Doug's troubles continued as carpenter Amy Wynn Pastor then decided to add a few extra stylistic touches to the base of his round armoire. Doug huffed and asked, "Are you the designer on this show? Do you want me to go over and work your saw?"
As the Las Vegas show demonstrates, everybody has an agenda. From the paranoid perspectives of the bossier designers, everyone is out to wreck their beautiful visions -- the carpenters with their improvisational "improvements," perky control-freak and show host Paige Davis and her endless clock- and budget-watching, strong-willed team members who want to dumb down the design.
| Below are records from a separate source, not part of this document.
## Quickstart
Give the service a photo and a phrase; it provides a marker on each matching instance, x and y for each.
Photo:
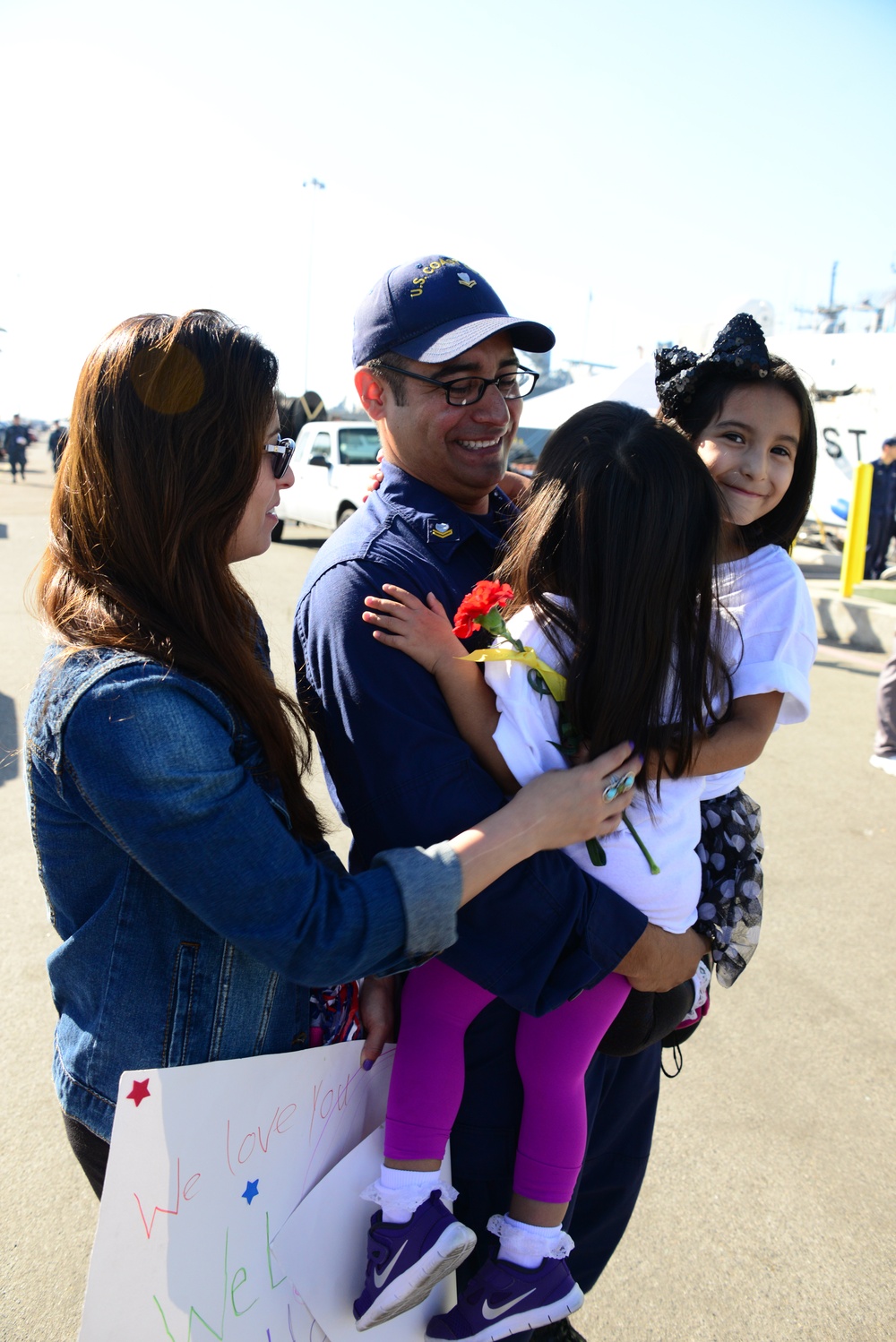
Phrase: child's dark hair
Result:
(623, 522)
(715, 384)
Doug does a lot of sighing in his shows; he's the set-upon "artiste knows best" who has to deal with Middle America's flowered draperies and lopsided ceiling fans. For some stubborn team members, the designers are half-threat and half-promise, visitors from a strange land who come bearing suspicious gifts. At risk is the very fabric of community, permanently pissed-off neighbors and public embarrassment. At one point, Doug marched into the bedroom with a stripper pole, raising a hue and a cry from the thunderstruck Kim. "She's going to kill you," said Kim of her friend Casyi. "She's going to kill me if I don't fight." Doug installed the pole anyway.
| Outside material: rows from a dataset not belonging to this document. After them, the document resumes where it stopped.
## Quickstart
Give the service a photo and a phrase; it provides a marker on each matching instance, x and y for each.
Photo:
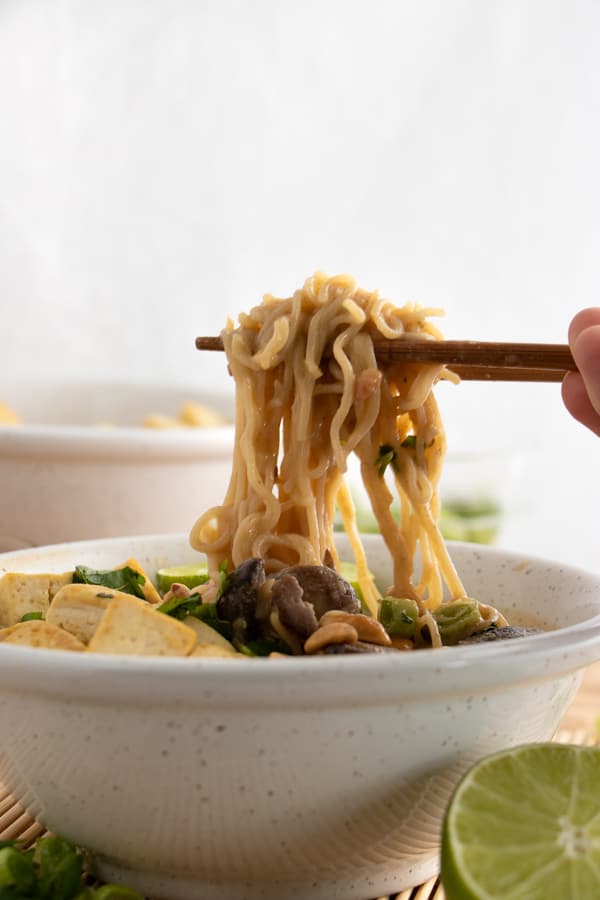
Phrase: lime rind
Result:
(524, 824)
Meanwhile, Hildi's team of Stephen and Casyi was determined to get rid of "the pink and the 80s," pointing at the hapless carpet and sofa set. Little did Stephen or Casyi know that Hildi was going to have them paint every surface a different color, install columns and reupholster all the furniture. They grumbled while painting the walls "ruby lips" red, putting down an orange floor and daubing a violet stain over a periwinkle blue ceiling.
Luckily for everyone, the gamble paid off. Stephen and Casyi loved their brown-walled bedroom. The stripper pole was still there -- but joined by three others to make a frame for the bed. Kim adored the eye-popping results in her living room, shrieking, "Look at the curtains! Look at the floor!"
Transforming oneself has always been a great American pastime; after all, many high-school goths eventually become chipper Ann Taylor fashionistas. Trading Spaces is just the same game, but expanded into a communal activity. As when all communities come together, sometimes there is Huntington's spectacular clash of civilizations -- like when Doug's highbrow vision ran up against that hunkering brick fireplace. Yet more often, there are less dramatic but more meaningful people-to-people negotiations, where team members play diplomat, designers tweak their own styles to the homemakers' needs and preferences and homeowners find themselves a little challenged -- and a little pleasantly surprised. Even Doug, Hildi and Frank have done tasteful, not-too-shocking work. For the sake of good drama, I'm glad they're mostly crazy. But for my sake, I hope they never show up at my house.
Noy Thrupkaew frequently writes about culture for The American Prospect. She recently took the "Which Trading Spaces Cast Member Are You" quiz and was delighted to learn that her counterpart is Vern Yip.